Bromeábamos sobre citas y encuentros pero no acudí, tiempo después me dijo que ella fue a todos. Uno de ellos sí me sonó real. Ignoraba aún si aquello era una broma. Subí nervioso las escaleras con mi cumpleaños reciente y dudé un rato, a oscuras ante su puerta, antes de llamar. ¿Y si al abrir veía la sorpresa en su rostro? Nervioso como en una primera cita llamé a la puerta de su casa. Me recibió con una minifalda de cuero y comprendí que me esperaba. Al verla vestida para seducir, una leve sonrisa iluminó su cara y con los ojos me dijo que no era un chiste recurrente, sino una realidad.
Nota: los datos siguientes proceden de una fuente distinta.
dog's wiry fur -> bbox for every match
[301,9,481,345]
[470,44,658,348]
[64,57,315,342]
Estábamos solos. Comenzamos a hablar, yo más bien a escuchar. La música fue derritiendo el hielo y la vergüenza. Bailamos, era la mejor excusa para tocarnos, esperando ambos hasta dónde llegaba el otro. Respondió de forma instantánea. La besé, la pasión me encendió. Medio desnudos caímos en su sofá. Para su sorpresa la dejé terminar con una felación y sin coito. Era un animal sexual que sabía lo que hacía pero sin pasión, con un deje de ironía. Su fino sentido del humor que denota inteligencia rápida y acerada.
Era brillante, inteligente, habladora y trabajadora. Me dio mucho, aunque creo que su matrimonio le había creado algunos tics de desconfianza que llevaba a nuestra relación. Tampoco yo llegaba a nuestras citas ligero de equipaje.
En los siguientes encuentros traía botas altas y medias. Me advirtió que si un día llegaba con medias cortas, puaf, significaba que no le importaba ya.
Me gustaba deslizar mis manos en su sexo. La pasión me devoraba, ella prefería la suavidad. Se sentaba sobre mí, de espaldas, y me follaba acariciando mis testículos. Los días que llegaba más apasionada eran los que había habido una fiestecilla en su oficina. Venía chispada y me invitaba a aprovecharme. En una ocasión la sodomicé por detrás, sin vaselina ni preparación. Noté su dolor y abandoné.

En otro momento, bajo una lluvia otoñal intensa, la puse contra la pared de una calle y la poseí de pie, empapados por el agua y el deseo. También la masturbé en un bar mirándola fijamente.
Quería convencerme de ser sujeto pasivo y dejarme hacer. La tentación era enorme porque ella sabía lo que hacía pero me pareció siempre egoísta y no pude abandonarme así. La gustaba llevarme del cielo al infierno y viceversa, aunque quizás no era plenamente consciente de ello. En el lecho sus palabras me hacían daño. Cuando se las recordaba, tiempo después, apenas podía creerse haberlas dicho. Necesitaba mucho amor y yo no soy ducho en saber expresar mis sentimientos más que a través de la piel. Fui parco en palabras y en gestos. Ella también se escondía tras su sonrisa o unas palabras frías. Durante el acto liberaba mi mente y mi garganta y susurraba en su oído.
Nuestros encuentros se extendieron a otros mundos. En la red me enviaba trozos de ella que me volvían loco de deseo. Con ella solía enterarme tarde y mal de las cosas. De sus celos increíbles, de sus venganzas en brazos de antiguos amantes, de sus sospechas infundadas. Un día de repente desapareció, dejó de hacerlo y de comunicarse así conmigo. Nunca me dio una explicación.

Era una pasión guadiana, aparecía y desaparecía. Cuando más la necesité, hundido, no supe de ella. Cuando volví a levantarme, volvió a aparecer. No era una mujer para la derrota sino para la victoria, parecían predicar sus hechos. Era una buena madre, esposa y amante. Pero era más que todo eso, había una parte de ella, oculta por la niebla de la vida cotidiana, que despedía destellos.
Cuando dudaba de mis sentimientos, la miraba y la recordaba que seguía deseándola una década más tarde y eso era, de forma evidente, más que un capricho de los que tuve tantos antaño. Su lejanía terminó con nuestra cercanía. Recibí un vídeo suyo años más tarde y no contesté.